Compute SASA-SR on an AlphaFold directory

sasa-sr computes Shrake-Rupley solvent accessible surface area. It's currently only enabled for AlphaFold models (--is_af2_model)

$ lahuta sasa-sr -d /Users/bsejdiu/data/UP000005640_9606_HUMAN --is_af2_model -o out.jsonl -t 10
[info] Writing to: out.jsonl
[info] SASA-SR probe radius: 1.4
[info] SASA-SR points: 128
[info] Directory: scanning directory '/Users/bsejdiu/data/UP000005640_9606_HUMAN', filter='*.cif, *.cif.gz, *.pdb, *.pdb.gz'; batch_size=512 (recursive=no)
[progress] sasa-sr: done=23586 ok=23586 skip=0 inflight=0 rate=317.47/s elapsed=01:13.5
[info] sasa-sr pipeline summary (in seconds):
[info]   total:              73.528
[info]   cpu:               734.975
[info]   io:                  0.076
[info]   ingest:              0.065
[info]   prepare:             0.011
[info]   flush:               0.000
[info]   setup:               0.004
[info]   compute:           734.971
[info] sasa-sr pipeline items:
[info]   total:               23586
[info]   processed:           23586
[info]   skipped:                 0
[info]   throughput:         320.78 items/s
[info] sasa-sr pipeline resources:
[info]   stages:                  2
[info]   threads requested:      10
[info]   threads used:           10
[info]   all thread safe:       yes
[info]   run token:               1
[info] SASA-SR computation completed successfully!
[info] Output written to: out.jsonl

Compute DSSP assignments

DSSP summarizes local secondary structure (helix, strand, coil-like states).
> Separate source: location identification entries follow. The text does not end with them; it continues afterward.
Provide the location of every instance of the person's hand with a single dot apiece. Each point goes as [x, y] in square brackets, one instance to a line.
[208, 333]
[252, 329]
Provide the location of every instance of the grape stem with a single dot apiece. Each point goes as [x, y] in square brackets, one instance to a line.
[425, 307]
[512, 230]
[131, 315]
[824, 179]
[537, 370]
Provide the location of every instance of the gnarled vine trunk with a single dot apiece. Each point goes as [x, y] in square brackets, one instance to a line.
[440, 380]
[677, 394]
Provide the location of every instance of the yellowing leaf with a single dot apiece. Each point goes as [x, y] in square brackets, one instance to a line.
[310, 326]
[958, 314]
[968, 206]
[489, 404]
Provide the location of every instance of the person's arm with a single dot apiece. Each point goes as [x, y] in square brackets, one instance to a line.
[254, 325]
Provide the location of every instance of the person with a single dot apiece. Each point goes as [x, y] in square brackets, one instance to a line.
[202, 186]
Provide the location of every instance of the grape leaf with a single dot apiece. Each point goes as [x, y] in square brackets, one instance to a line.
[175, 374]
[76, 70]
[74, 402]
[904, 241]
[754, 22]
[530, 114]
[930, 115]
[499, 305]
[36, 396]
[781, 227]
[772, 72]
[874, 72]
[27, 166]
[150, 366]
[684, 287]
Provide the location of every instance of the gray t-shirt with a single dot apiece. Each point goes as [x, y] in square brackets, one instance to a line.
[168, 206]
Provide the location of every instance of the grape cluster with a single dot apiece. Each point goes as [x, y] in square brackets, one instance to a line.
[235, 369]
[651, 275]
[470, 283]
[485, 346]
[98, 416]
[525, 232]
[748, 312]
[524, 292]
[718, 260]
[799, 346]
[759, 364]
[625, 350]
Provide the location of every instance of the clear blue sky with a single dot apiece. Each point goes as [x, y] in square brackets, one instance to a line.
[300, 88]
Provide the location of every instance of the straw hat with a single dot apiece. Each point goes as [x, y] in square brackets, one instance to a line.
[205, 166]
$ lahuta dssp -f core/data/1kx2_small.cif --stdout
[info] Writing to: stdout
{"model":"core/data/1kx2_small.cif","dssp":"CCCSCHHHHHHHSTTSSTTTTGGGPPPTTCSTTTHHHHTTCSTTHHHHHHHTCTTSPGGGGCSSPPHHHHHHHHHHHTSCC"}
[info] DSSP computation completed successfully!

Build a database and read from it

For better performance, create a database once, then run extraction and analytics from the database.

$ lahuta createdb -d /data/UP000005640_9606_HUMAN -o human_af_db --threads 10 --batch-size 1000
[info] Creating database...
[info] Database creation completed successfully!

$ lahuta extract --fields sequence,plddt --database human_af_db -o human_seq_plddt.jsonl --threads 10
[info] Writing to: human_seq_plddt.jsonl
[info] Extraction completed successfully!